A new poll has found that 92% of Nigerians are in support of a proposed bill to make same-sex marriages punishable with 14 year prison sentences.

Back in May, a bill to further criminalise same-sex marriages in Nigeria with prison terms of up to 14 years was passed by lawmakers in the country’s Parliament.

Same-sex relationships are already illegal in Nigeria and the new law means gay couples entering into either marriage or cohabitation could face 14 years each in prison.

The bill also states that “any person who registers, operates or participates in gay clubs, societies and organisations directly or indirectly, makes a public show of a same-sex amorous relationship commits an offence and shall be liable to a term of 10 years imprisonment.”

The poll was conducted by NOI Polls Limited, which works in partnership with the US-based Gallup Polling, and was conducted between 4 and 6 June.

The reason for the support was mainly moral and religious, the poll revealed.

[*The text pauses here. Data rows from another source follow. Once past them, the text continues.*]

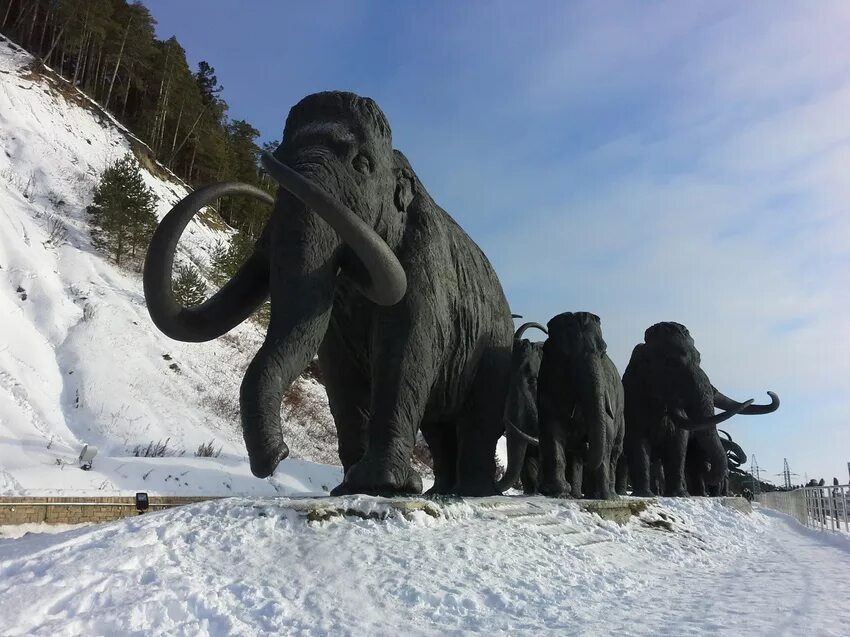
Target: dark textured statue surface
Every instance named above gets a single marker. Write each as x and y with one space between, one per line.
580 403
697 466
521 427
670 405
406 313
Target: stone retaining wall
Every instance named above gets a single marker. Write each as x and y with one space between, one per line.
76 510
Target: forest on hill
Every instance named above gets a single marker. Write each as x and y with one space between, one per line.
108 49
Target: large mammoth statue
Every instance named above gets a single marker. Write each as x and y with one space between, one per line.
521 428
409 320
670 405
580 401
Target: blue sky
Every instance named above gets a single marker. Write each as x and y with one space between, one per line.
646 161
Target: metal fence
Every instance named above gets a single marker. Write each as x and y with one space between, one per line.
826 508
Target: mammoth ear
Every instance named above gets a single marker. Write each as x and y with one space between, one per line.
403 189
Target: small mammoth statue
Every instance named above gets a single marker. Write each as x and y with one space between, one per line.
670 405
580 402
521 427
698 466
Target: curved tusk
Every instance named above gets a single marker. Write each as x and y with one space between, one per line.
387 282
525 326
689 425
724 402
528 438
228 307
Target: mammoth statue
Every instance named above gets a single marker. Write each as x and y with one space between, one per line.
670 407
697 466
580 400
409 320
521 428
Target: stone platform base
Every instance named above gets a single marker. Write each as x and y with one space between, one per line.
70 510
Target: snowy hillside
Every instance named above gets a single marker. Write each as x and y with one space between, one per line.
257 567
80 361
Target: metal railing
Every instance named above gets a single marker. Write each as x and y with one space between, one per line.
826 508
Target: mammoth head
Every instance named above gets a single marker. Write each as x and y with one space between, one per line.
576 334
336 160
338 218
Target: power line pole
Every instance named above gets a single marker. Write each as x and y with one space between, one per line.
754 474
786 475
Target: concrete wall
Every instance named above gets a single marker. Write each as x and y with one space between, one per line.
76 510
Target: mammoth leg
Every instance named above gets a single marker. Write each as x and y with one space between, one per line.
622 485
575 476
637 454
530 475
402 374
482 426
673 459
348 397
442 441
614 462
553 464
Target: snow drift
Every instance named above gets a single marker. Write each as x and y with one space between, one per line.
249 567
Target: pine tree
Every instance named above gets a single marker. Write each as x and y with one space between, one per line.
189 286
123 210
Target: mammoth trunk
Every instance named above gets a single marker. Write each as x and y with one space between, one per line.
701 409
302 285
711 444
517 448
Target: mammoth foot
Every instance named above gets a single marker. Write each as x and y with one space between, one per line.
555 489
441 487
264 460
475 489
371 478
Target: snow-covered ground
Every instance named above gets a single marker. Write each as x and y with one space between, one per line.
256 567
80 361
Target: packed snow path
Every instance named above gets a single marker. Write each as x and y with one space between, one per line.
249 567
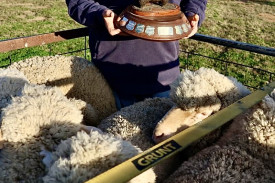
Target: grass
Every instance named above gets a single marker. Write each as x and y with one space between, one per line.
250 21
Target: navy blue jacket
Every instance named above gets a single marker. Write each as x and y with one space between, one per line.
132 66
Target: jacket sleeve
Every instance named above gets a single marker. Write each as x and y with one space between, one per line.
86 12
191 7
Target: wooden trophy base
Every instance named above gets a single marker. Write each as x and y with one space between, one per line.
154 22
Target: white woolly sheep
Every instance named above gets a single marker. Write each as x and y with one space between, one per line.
11 83
85 156
245 153
39 116
75 77
197 94
136 123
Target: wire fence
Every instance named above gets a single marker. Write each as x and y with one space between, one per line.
251 76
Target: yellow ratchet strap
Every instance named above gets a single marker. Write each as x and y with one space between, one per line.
143 161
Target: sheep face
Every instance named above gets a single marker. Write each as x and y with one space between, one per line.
158 2
177 120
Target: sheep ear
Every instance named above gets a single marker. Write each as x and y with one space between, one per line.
1 140
202 114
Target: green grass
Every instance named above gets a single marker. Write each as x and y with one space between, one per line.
250 21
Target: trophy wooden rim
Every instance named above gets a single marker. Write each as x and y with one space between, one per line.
165 26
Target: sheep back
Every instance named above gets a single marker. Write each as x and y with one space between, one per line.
85 156
222 164
75 77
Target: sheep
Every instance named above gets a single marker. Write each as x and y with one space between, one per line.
137 122
75 77
254 131
11 83
38 119
85 156
197 95
39 116
245 153
142 3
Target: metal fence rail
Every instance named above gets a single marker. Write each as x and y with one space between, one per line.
43 39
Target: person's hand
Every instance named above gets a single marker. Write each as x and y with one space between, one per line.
109 17
194 21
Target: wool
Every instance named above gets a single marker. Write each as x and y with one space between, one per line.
75 77
136 123
85 156
197 95
11 83
38 116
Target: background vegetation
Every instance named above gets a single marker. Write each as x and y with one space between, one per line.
250 21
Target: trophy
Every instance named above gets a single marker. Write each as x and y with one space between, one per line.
155 20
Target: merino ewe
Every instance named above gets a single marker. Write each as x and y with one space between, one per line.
254 131
11 83
245 153
222 164
39 116
85 156
197 94
75 77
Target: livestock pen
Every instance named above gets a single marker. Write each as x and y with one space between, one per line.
188 60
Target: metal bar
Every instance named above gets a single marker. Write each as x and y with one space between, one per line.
134 166
234 44
230 62
26 42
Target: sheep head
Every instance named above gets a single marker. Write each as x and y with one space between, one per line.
197 95
177 120
1 140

The results of the poll revealed that most respondents were of the opinion that the proposed bill was not an infringement on the human rights of LGBT people, because “homosexuality is not in the Nigerian culture”.

Rashidi Williams, the Director of Nigeria’s Queer Alliance Rights Group told Vanguard: “The Bill takes away the fundamental rights accorded Nigerians under the constitution. This is really, not a pressing national issue.”

The poll was tailored with multiple questions, in order to ascertain the level of awareness the respondents had of the legislation, before asking whether they think it is an infringement on the human rights of LGBT people.

It then asked to what extent the respondent supported or opposed the bill, and to what extent they agreed or disagreed with the claim that homosexuality is “not part of the culture of Nigerians”.

69% of respondents were aware of the legislative vote to ban same-sex marriage, and 85% said they felt strongly that being gay was not part of the country’s culture.

The poll was conducted in such a way, in order to feed into a more general debate around the acceptance of homosexuals in Nigeria.

It remains unclear if President Goodluck Jonathan will sign the bill into law.